Great thanks. I can fix it so that the init isn’t slow any more (doing that now), but I suspect it’ll only push the issue to later… Can you try running this in a new notebook and tell me how long it takes? (It should be basically instant, but your profile suggests it’ll be slow):
import torch
for i in range(10): a=torch.tensor([1.,2.]).cuda()
%time
import torch
for i in range(10): a=torch.tensor([1., 2.]).cuda()

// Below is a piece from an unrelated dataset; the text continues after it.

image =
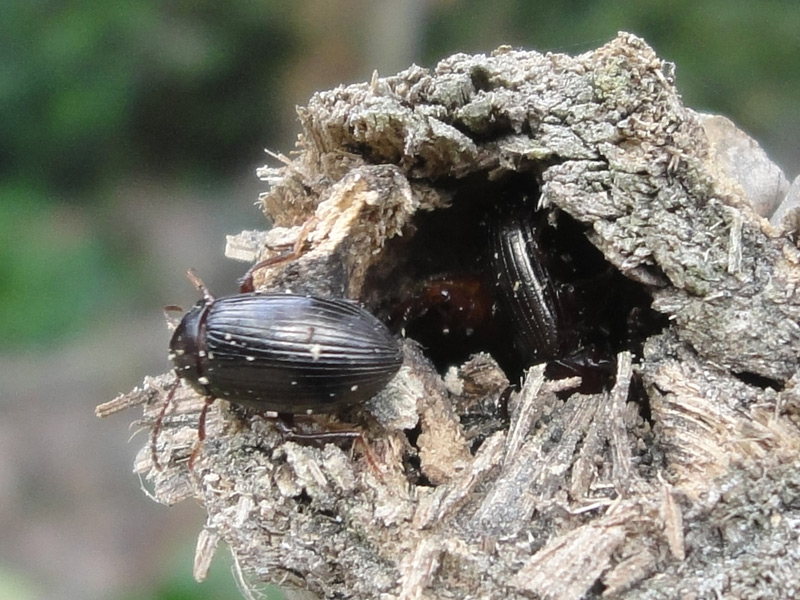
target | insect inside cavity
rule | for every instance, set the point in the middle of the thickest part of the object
(283, 353)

CPU times: user 1 µs, sys: 0 ns, total: 1 µs
Wall time: 3.81 µs
I installed fastai through conda. Does changes pushed to the Github repo automatically update the conda packages? If not, what is the current best approach to have the latest version installed?
Do you plan to release full-fledged documentation? If so, when?
FastaiV1 repository does actually include all the notebooks, which at a first glance seem to be identical to Fastai0.7 nbs. Can we use them with FastaiV1?
I’d really like to have V1 and V0.7 sitting together on my linux box. Should I expect issues about cuda and cudnn (different versions)?
The doc is fully released here. The notebooks are the ones from the old course, so they aren’t usable with v1 directly. You’ll have to wait for the new course to have compatible notebooks.
There’s no reason you can’t have v1 and v0.7 in different environments.
Been exploring fastai v1 a bit and it looks even greater than before! 1 quick question - with fastai v1, how do we do lr_find?
I tried learn.lr_find(), but after that learn.recorder.val_losses is an empty list, and learn.recorder.plot_losses() throws an exception, complaining no output activations
thanks for the reply, Jeremy. I missed the registration for it. Any second opening? I’m reading the new examples and docs.fast.ai but would love to see you going through it.